On Transportation of Mini-batches: A Hierarchical Approach

September 24, 2022

1. Introduction

The Optimal Transport (OT) theory has a long history in Applied mathematics and economics, and recently it has become a useful tool in machine learning applications such as deep generative models [1], domain adaptation [2], etc. Despite its popularity in ML, there are still major issues of computation cost with using OT in large-scale datasets, those issues could be demonstrated in two following situations: “What if the number of supports is very large, for example millions?” and “What if the computation of optimal transport is repeated multiple times and has limited memory e.g., in deep learning?”. To deal with those problems, practitioners often replace the original large-scale computation of OT with cheaper computation on subsets of the whole dataset, which is widely referred to as mini-batch approaches [3, 4]. In particular, a min-batch is a sparse representation of the data. Despite being applied successfully, the current mini-batch OT loss does not consider the relationship between mini-batches and treats every pair of mini-batches the same. This causes undesirable effects in measuring the discrepancy between probability measures. First, the m-OT loss is shown to be an approximation of a discrepancy (the population m-OT) that does not preserve the metricity property, namely, this discrepancy is always positive even when two probability measures are identical. Second, it is also unclear whether this discrepancy achieves the minimum value when the two probability measures are the same. That naturally raises the question of whether we could propose a better mini-batch scheme to sort out these issues to improve the performance of the OT in applications.

2. Background

2.1 Optimal Transport

Let $\mu, \nu$ be discrete distributions of $n$ supports, i.e. $\mu \coloneqq \frac{1}{n} \sum_{i=1}^n \delta_{x_i}$ and $\nu \coloneqq \frac{1}{n}\sum_{j=1}^{n} \delta_{y_j}$ . Given distances between supports of two distributions as a matrix $C$ , the Optimal Transport (OT) problem reads:

(1) $\begin{equation*} \text{OT}(\mu, \nu) = \min_{\pi \in \Pi(\mu, \nu)} \langle C,\pi \rangle \end{equation*}$

where $\Pi(\mu, \nu) = \{ \pi \in \mathbb{R}_{+}^{n \times n} | \pi 1 = \mu, \pi^T 1 = \nu \}$ is the set of admissible transportation plans between $\mu$ and $\nu$ .

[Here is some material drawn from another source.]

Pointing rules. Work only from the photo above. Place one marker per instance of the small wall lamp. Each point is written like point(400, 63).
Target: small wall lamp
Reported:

Figure 1. An example of OT with n = 4.

2.2 Mini-batch Optimal Transport

The original $n$ samples are divided into random mini-batches of size $m \geq 1$ , then an alternative solution to the original OT problem is formed by averaging these smaller OT solutions.

(2) $\begin{equation*} \text{m-OT}^m(\mu, \nu) = \mathbb{E}_{(X, Y) \sim \overset{\otimes m}{\mu} \otimes \overset{\otimes m}{\nu}} [\text{OT}(P_X, P_Y)] \end{equation*}$

where $\otimes$ denotes product measure, $X = (x_1, \ldots, x_m)$ is the sampled mini-batch, and $P_X = \frac{1}{m} \sum_{i=1}^m \delta_{x_i}$ is the corresponding discrete distribution. In practice, we can use subsampling to approximate the expectation, thus the empirical m-OT reads:

(3) $\begin{equation*} \text{m-OT}_k^m(\mu, \nu) \approx \frac{1}{k} \sum_{i=1}^k [\text{OT}(P_{X_i}, P_{Y_i})] \end{equation*}$

where $(X_1, Y_1), \ldots, (X_k, Y_k) \sim \overset{\otimes m}{\mu} \otimes \overset{\otimes m}{\nu}$ and $k$ is often set to 1 in previous works.

Issue of m-OT

We can see that the optimal matchings at the mini-batch level in Figure 2 are different from the full-scale optimal transport. One source of the issue is that all pairs of mini-batches are treated the same.

Figure 2. An example of m-OT with n = 4, m = 2 and k = 2.

3. Batch of Mini-batches Optimal Transport

To address the issues of m-OT, we solve an additional OT problem between mini-batches to find an optimal weighting for combining local mini-batch losses.

(4) $\begin{equation*} \text{BoMb-OT}^m(\mu, \nu) = \inf_{\gamma \in \Gamma(\overset{\otimes m}{\mu} \otimes \overset{\otimes m}{\nu})} \mathbb{E}_{(X, Y) \sim \gamma} [\text{OT}(P_X, P_Y)] \end{equation*}$

(5) $\begin{equation*} \text{BoMb-OT}_k^m(\mu, \nu) \approx \inf_{\gamma \in \Gamma(\overset{\otimes m}{\mu_k} \otimes \overset{\otimes m}{\nu_k})} \sum_{i=1}^k \sum_{j=1}^k \gamma_{ij}[\text{OT}(P_{X_i}, P_{Y_j})] \end{equation*}$

where $X_1, \ldots, X_k \sim \overset{\otimes m}{\mu}$ and $\overset{\otimes m}{\mu_k} = \frac{1}{k} \sum_{i=1}^k \delta_{X_i}$ . $Y_j (1 \leq j \leq k)$ and $\overset{\otimes m}{\nu_k}$ are defined similarly.

Figure 3. An example of BoMb-OT with n = 4, m = 2 and k = 2. After solving the OT problem between mini-batches, $X_1$ is mapped to $Y_2$ and $X_2$ is mapped to $Y_1$ , which results in the same solution as the full-scale optimal transport.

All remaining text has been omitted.